The State Administration of Foreign Exchange (SAFE), China’s foreign exchange regulator, raised the limit for the qualified foreign institutional investor or QFII programme to US$300 billion from $150 billion.
SAFE says in a statement on January 14 that the move is to “accommodate overseas investors’ demand for China’s capital market”.
The regulator last raised the quota in July 2015, from the then $80 billion.
The QFII scheme was introduced in 2002 and the first quota, for $17 billion, was granted the following year.
Since then, SAFE has granted quotas totalling $101.06 billion to 287 foreign institutions up to the end of 2018, according to figures from the regulator.
“SAFE has introduced several reforms to foreign exchange management over the last two years, including allowing QFIIs to hedge against foreign exchange risk in China,” the statement says, adding that “these reforms have made the QFII investment channel more convenient for overseas investors”.
The higher limit can provide greater capacity for foreign investors to access China’s capital market, according to Patrick Wong, head of China sales and business development at HSBC Securities Services in Hong Kong.
Although these investors have other ways to enter China’s stock and bond markets, some asset classes are only accessible via schemes such as the QFII, Mr. Wong says in a report.

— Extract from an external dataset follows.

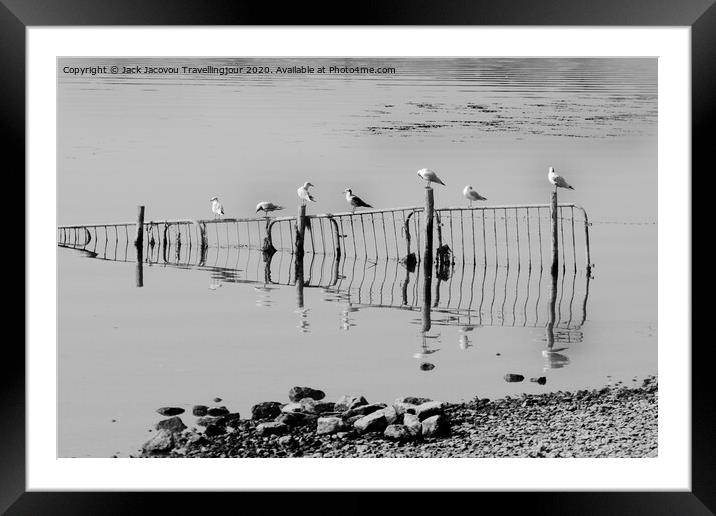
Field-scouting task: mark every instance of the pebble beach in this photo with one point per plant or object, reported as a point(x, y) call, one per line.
point(614, 421)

“We foresee that China’s capital market will continue to open up. Investment scope will be further relaxed, so foreign investors in the long run can invest into domestic asset classes like local investors,” he writes. “Overseas investors are getting ready and familiarising themselves with the onshore investments dynamics.”
According to a Hong Kong-based fund analyst, Beijing is broadening the capacity of its foreign investment channels ahead of the inclusion of Chinese stocks into index provider FTSE Russell’s indices this year. Rival provider MSCI Inc. added China A-shares – stocks of companies listed on the Shanghai or Shenzhen bourses – to its benchmark indices in 2018.
Beijing wants to be well prepared for growth in foreign investments as more index providers look to incorporate A-shares into their indices, the analyst tells Asia Asset Management, speaking on condition of anonymity.
“The increase in QFII quota will not trigger significant international capital flows into A-shares, but foreign ownership in A-shares market will gradually increase over time, which helps stabilise the market volatility,” he says.